As an authenticated user, you can also retrieve a full tableset for what user-uploaded tables you have:

$ curl --user uptest:uptest http://dc.g-vo.org/tap/user_tables | xmlstarlet fo
<vtm:tableset ...>
  <schema>
    <name>tap_user</name>
    <description>A schema containing users' uploads. ...  </description>
    <table>
      <name>tap_user.privtab</name>
      <column>
        <name>"_r"</name>
        <description>Distance from center (RAJ2000=274.465528, DEJ2000=-15.903352)</description>
        <unit>arcmin</unit>
        <ucd>pos.angDistance</ucd>
        <dataType xsi:type="vs:VOTableType">float</dataType>
        <flag>nullable</flag>
      </column>
      ...
    </table>
    <table>
      <name>tap_user.my_upload</name>
      <column>
        <name>"_r"</name>
        <description>Distance from center (RAJ2000=274.465528, DEJ2000=-15.903352)</description>
        <unit>arcmin</unit>
        <ucd>pos.angDistance</ucd>
        <dataType xsi:type="vs:VOTableType">float</dataType>
        <flag>nullable</flag>
      </column>
      ...
    </table>
  </schema>
</vtm:tableset>

Open Questions

Apart from the obvious question whether any of this will gain community traction, there are a few obvious open points:

  1. Indexing. For tables of non-trivial sizes, one would like to give users an interface to say something like “create an index over ra and dec interpreted as spherical coordinates and cluster the table according to it”. Because this kind of thing can change runtimes by many orders of magnitude, enabling it is not just some optional embellishment.

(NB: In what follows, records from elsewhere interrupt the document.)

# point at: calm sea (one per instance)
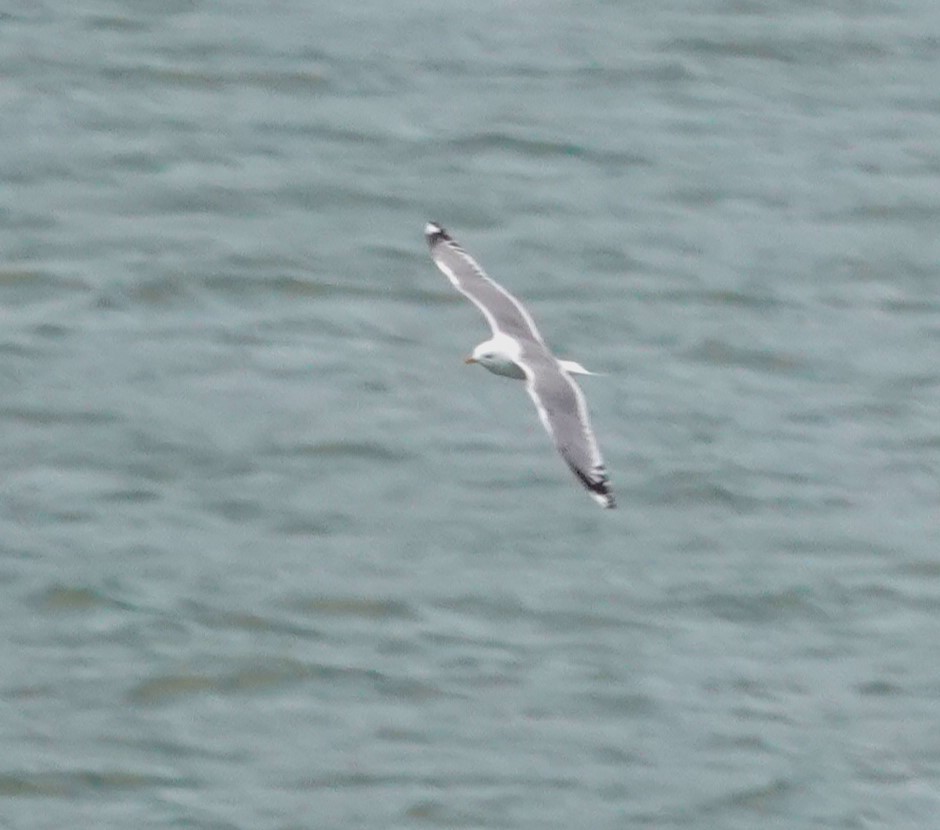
(273, 558)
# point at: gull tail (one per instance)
(574, 368)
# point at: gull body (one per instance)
(517, 350)
(500, 355)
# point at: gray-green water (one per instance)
(272, 557)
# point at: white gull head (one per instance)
(499, 354)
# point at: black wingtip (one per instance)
(598, 489)
(434, 232)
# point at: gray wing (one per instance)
(563, 412)
(503, 312)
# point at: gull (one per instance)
(517, 350)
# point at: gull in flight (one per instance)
(517, 350)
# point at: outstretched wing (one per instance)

    On the other hand, what I just wrote already suggests that even expressing the users' requests in a sufficiently flexible cross-platform way is going to be hard. Also, indexing can be a fairly slow operation, which means it will probably need some sort of UWS interface.

  2. Other people's tables. It is conceivable that people might want to share their persistent tables with other users. If we want to enable that, one would need some interface on which to define who should be able to read (write?) what table, some other interface on which users can find what tables have been shared with them, and finally some way to let query writers reference these tables (tap_user.<username>.<tablename> seems tricky since with federated auth, user names may be just about anything).

    Given all this, for now I doubt that this is a use case sufficiently important to make all the tough nuts delay a first version of user uploads.

  3. Deferring destruction. Right now, you can delete your table early, but you cannot tell my server that you would like to keep it for longer. I suppose POST-ing to a destruction child of the table resource in UWS style would be straightforward enough. But I'd rather wait whether the other lacunae require a completely different pattern before I will touch this; for now, I don't believe many persistent tables will remain in use beyond a few hours after their creation.

  4. Scaling. Right now, I am not streaming the upload, and several other implementation details limit the size of realistic user tables. Making things more robust (and perhaps scalable) hence will certainly be an issue. Until then I hope that the sort of table that worked for in-request uploads will be fine for persistent uploads, too.

Implemented in DaCHS

If you run a DaCHS-based data centre, you can let your users play with the stuff I have shown here already. Just upgrade to the 2.10.2 beta (you will need to enable the beta repo for that to happen) and then type the magic words:

dachs imp //tap_user

It is my intention that users cannot create tables in your DaCHS database server unless you say these words. And once you say dachs drop --system //tap_user, you are safe from their huge tables again. I would consider any other behaviour a bug – of which there are probably still quite a few. Which is why I am particularly grateful to all DaCHS operators that try persistent uploads now.

[1]As already said in the notebook, if http bothers you, you can write https, too; but then it's much harder to watch what's going on using ngrep or friends.